A first time seizure in the geriatric pet usually prompts an emergent visit, whether to the general practice and/or an emergent/tertiary care facility. By the time the pet has presented to the hospital, the pet may be fully recovered, experiencing post-ictal signs or actively seizuring.
Epileptic activity in a pet that hasn’t experienced seizures in either recent or distant history offers a myriad of possible causes, after initial questioning has determined that the episode experienced was likely seizure and not one of the ‘great pretenders,’ such as syncopal, vasovagal event, cataplectic or narcoleptic activity. Although late-onset epilepsy is a possibility, consideration should be given to a particular cause for the seizure. Differential diagnoses are degenerative (e.g. cerebral cortical atrophy), metabolic (hypothyroidism, hypoglycemia, nutritional), neoplastic (primary vs. secondary), inflammatory (infectious, non-infectious), traumatic, toxic (endogenous, such as those related to hepatopathy, or exogenous) and vascular.
A point-of-care panel to assess PCV, TP, blood glucose, and BUN is advised, along with blood pressure. Intravenous support through the implementation of an IV catheter should be considered and decided upon based on recent history, clinical examination findings at the time of presentation and initial suggested action plan discussed with the family of the pet. A minimum database can be collected at such a time, and either held or submitted, including a CBC, serum biochemistry profile, urinalysis and thyroid panel. A particular geographic region will often add particular tests to this ‘minimum’ database, such as infectious disease testing.
Both general physical examination and neurologic examination are key in deciding on an action plan. Cardiovascular auscultation and abdominal palpation should be included in the first-time seizure patient. This can help support seizure over a possible syncopal event or a vasovagal episode such as that caused by intra-abdominal hemorrhage secondary to a splenic or hepatic mass. Considering the older age in this signalment and neoplastic differential diagnoses, paying particular attention to the lymph nodes and rectal examination as part of complete examination is advised.
A seizure implies a forebrain neuroanatomic diagnosis and once a detailed history has increased confidence in such a clinical sign, such a neuroanatomic diagnosis can be deduced through reflection alone. Aspects of the neurologic examination that include the forebrain in testing, namely mentation assessment, particular cranial nerve testing such as menace response testing, nasal septum stimulation testing and postural reaction testing, can further support this neuroanatomic diagnosis. Paying particular attention to asymmetry during postural reaction testing and cranial nerve testing can be helpful in increasing suspicion for a particular structural cause, such as a vascular event or neoplastic process. Importantly, the absence of inter-ictal neurologic deficits does not exclude the differential diagnoses that are structural in nature.

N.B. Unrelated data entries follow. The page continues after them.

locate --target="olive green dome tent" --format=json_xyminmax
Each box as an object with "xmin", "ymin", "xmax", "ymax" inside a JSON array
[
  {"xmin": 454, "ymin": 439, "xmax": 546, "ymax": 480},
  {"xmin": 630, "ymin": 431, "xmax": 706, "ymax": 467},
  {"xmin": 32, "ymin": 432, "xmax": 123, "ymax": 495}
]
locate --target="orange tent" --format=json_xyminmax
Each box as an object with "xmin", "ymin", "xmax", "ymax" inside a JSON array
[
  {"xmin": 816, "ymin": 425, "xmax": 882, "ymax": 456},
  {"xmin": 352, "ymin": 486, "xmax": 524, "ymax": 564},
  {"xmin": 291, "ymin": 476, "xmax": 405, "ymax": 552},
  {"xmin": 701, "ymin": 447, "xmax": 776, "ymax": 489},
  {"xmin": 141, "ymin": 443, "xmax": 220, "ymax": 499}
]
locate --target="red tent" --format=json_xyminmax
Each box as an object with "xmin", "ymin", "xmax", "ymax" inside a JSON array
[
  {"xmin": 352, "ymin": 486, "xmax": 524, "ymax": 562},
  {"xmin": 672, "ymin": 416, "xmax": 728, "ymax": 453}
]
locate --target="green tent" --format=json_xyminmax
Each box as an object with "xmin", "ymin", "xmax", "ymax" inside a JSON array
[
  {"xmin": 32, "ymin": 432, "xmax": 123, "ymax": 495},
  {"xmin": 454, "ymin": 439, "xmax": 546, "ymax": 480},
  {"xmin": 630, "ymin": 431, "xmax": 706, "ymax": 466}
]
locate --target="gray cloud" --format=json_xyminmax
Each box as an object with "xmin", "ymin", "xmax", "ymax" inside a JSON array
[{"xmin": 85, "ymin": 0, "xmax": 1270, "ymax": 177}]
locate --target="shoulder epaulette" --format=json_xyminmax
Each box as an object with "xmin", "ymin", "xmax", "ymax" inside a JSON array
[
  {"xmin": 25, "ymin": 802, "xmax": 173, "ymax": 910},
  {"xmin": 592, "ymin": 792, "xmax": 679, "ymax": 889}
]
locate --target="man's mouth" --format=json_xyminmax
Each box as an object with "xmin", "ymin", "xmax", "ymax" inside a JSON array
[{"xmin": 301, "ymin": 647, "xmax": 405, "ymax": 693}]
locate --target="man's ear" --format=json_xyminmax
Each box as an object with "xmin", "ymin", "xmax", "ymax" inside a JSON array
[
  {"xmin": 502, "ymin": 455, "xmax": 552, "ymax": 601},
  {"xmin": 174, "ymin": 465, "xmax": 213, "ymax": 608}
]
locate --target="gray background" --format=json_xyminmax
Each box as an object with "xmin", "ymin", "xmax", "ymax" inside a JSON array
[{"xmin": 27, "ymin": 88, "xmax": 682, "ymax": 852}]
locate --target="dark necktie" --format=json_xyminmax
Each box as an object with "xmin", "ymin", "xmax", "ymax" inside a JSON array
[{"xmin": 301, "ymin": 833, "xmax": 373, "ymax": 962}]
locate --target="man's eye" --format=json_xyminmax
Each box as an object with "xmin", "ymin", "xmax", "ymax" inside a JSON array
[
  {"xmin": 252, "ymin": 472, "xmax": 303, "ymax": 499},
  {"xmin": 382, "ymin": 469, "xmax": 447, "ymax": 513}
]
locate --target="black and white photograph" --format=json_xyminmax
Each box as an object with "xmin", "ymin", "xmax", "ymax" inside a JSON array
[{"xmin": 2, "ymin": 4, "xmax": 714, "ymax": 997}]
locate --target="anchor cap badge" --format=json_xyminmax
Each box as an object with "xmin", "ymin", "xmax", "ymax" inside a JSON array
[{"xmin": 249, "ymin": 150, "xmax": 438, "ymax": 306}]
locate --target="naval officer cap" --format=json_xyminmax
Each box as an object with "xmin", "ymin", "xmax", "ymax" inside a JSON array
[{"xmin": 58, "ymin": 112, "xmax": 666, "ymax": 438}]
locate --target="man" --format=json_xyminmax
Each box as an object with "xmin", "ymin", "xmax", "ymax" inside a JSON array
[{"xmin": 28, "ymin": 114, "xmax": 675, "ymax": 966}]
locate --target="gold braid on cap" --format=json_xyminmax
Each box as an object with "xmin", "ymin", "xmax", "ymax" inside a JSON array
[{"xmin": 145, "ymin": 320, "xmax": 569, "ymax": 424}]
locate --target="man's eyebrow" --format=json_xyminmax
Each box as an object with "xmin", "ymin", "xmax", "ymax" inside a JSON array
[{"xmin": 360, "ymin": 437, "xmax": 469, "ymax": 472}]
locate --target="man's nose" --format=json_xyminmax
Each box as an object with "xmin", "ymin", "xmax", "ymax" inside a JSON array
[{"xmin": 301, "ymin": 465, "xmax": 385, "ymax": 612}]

Once it has been established that, a seizure has indeed occurred, arriving at a forebrain neuroanatomic diagnosis, the pet has been examined and initial patient support has been instituted, ranging from monitoring in hospital with or without IV access to multipharmacy in trying to control seizure activity, a decision must be made as to whether or not to start maintenance antiepileptic medications. Making such a decision can be relatively straightforward or complicated by comorbidities, the family’s wishes and/or practitioner confidence in deciding on either an appropriate time to start maintenance therapy or an appropriate first line anticonvulsant.
Making the decision of when to start maintenance therapy can often be helped along by signalment of the pet, severity of seizure, seizure frequency (if such a history exists and this is not truly a first time seizure), expected compliance of the family, the family’s wishes regarding treatment and particular anticonvulsant drug choice. In general, instituting maintenance therapy after a second seizure can often be helpful in assessing efficacy of the medication, decision making on behalf of the family to pursue further testing towards establishing a cause for the seizure, and owner compliance. Starting maintenance therapy after a solitary seizure is not wrong, although questions of efficacy may arise as well as doubts on behalf of the family as to whether particular side effects of a given medication are in fact a necessary step in helping to control seizure activity.
Given the widespread use, supply, lower likelihood of side effects, and higher safety index of drugs such as levetiracetam and zonisamide; they are routinely being used as a first-line maintenance therapy. These drugs can often be implemented by the general practitioner, serve as a starting point for further seizure management to build upon, and provide beneficial therapy to increase seizure threshold until the pet is seen by a veterinary neurologist. Starting doses, as well as recommended lab monitoring, can be referenced easily from any one of a number of handbooks in a hospital’s particular library.
Depending on a primary care veterinarian’s proximity to a veterinary specialty center and specifically, a veterinary neurologist, advising an initial neurologic consultation with a board-certified specialist after a first seizure can be helpful. A neurologic consultation can often give the family further directions on both maintenance/rescue therapy and support for managing expectations and is an important step in deciding on definitive testing, including advanced imaging of the brain.